Review Summary: Pure lyrical expression with the ferocity of a territorial hippopotamus.
The rise of the internet has done so much to break down stereotypes in music. When I was a kid, the fact that a prominent rapper like Eminem was a white guy was seen as somewhat of an oddity. Now, something like that seems like no big deal - people of all different races, ages, and cities are making and sharing music with the world, all thanks to miles of Cat5 and routers.
Due to this phenomenon, you may not be surprised that a white college kid who's never been outside of Iowa and Nebraska can release a rap EP that seamlessly blends English and Spanish lyrics and flows better than what many east and west coast rappers have to offer.
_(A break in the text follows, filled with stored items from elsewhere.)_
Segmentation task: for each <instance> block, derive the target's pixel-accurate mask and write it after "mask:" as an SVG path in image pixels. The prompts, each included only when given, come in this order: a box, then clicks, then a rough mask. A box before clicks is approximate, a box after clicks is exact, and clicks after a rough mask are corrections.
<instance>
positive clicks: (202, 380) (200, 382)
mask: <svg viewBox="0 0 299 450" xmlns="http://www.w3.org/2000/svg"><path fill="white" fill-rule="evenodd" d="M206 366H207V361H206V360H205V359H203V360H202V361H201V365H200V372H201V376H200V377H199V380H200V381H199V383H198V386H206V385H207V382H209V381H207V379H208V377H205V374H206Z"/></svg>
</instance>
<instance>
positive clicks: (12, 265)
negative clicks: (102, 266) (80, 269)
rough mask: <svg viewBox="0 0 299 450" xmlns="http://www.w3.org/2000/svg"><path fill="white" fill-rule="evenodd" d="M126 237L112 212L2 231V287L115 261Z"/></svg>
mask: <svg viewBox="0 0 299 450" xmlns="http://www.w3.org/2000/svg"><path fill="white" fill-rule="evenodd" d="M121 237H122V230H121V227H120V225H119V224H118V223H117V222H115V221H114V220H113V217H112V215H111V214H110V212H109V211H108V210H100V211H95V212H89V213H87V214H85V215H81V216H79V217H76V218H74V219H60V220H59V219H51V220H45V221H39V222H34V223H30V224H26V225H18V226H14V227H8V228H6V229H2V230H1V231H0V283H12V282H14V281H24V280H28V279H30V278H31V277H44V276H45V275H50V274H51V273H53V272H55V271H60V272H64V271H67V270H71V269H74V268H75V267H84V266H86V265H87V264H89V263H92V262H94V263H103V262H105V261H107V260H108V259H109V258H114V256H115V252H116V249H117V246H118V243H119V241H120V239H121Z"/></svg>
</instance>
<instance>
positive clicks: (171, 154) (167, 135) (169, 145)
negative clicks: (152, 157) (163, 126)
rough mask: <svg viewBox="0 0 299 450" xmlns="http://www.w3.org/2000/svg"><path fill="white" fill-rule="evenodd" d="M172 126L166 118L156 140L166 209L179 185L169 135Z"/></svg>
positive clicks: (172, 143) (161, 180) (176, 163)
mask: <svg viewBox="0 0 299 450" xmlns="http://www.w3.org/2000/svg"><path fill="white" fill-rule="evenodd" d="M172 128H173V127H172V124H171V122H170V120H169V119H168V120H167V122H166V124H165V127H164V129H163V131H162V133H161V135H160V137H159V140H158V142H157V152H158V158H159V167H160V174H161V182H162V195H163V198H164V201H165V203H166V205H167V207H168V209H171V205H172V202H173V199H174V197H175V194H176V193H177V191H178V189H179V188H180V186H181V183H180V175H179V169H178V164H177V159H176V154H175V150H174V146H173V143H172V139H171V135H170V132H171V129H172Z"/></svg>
It certainly doesn't surprise me. It does, however, keep me coming back for repeated listens.
The Gloom EP opens with "Sunlight", a short track that showcases the blend of English and Spanish lyrics I mentioned earlier. The song also features a very minimalistic beat comprised of nothing but few happy piano chords and a minimal drum kick. It's happy and serene at the same time; a perfect way to open an album or start a morning.
"Hello World" is up next, and it is my personal favorite track on the album. The beat sounds almost like something Anamanaguchi would come up with - it's partly comprised by what sounds like circuit bending a NES, and backed by moody keyboards that give the track an ethereal feel. This song also showcases Martin's lyrical flow at its best.
"El Miedo de las Arañas" is the album's only track featuring all Spanish lyrics. As someone who doesn't speak Spanish very well, I can't comment on the lyrics themselves (though I know the title means "The Fear of Spiders") - however, Martin's flow doesn't suffer with the transition to another language.
"Echoes" and "Here I Go" are both solid tracks, but they're a bit less memorable than the first three and the album's closer. However, "Here I Go" definitely gets points for having a Spartacus reference.
"The Gloom" rounds out the album. Whereas "Sunlight" opened the album like the sun rising on a new day, this track makes you feel like you're walking around a city at night with its dark, moody tone. The track's title is a good descriptor for its feel. However, the lyrics evoke determination and a want for something more, making it become a motivating track. The reference to Avatar: The Last Airbender definitely nets it points in my book as well.
Overall, this is a great first effort for Martin Boehme. With lyrical flow that brings to mind a more mature artist and lyrics that blend two languages, this is an EP that any fan of "smarter" rap should check out. While the production isn't perfect, you can definitely tell there's a ton of potential here.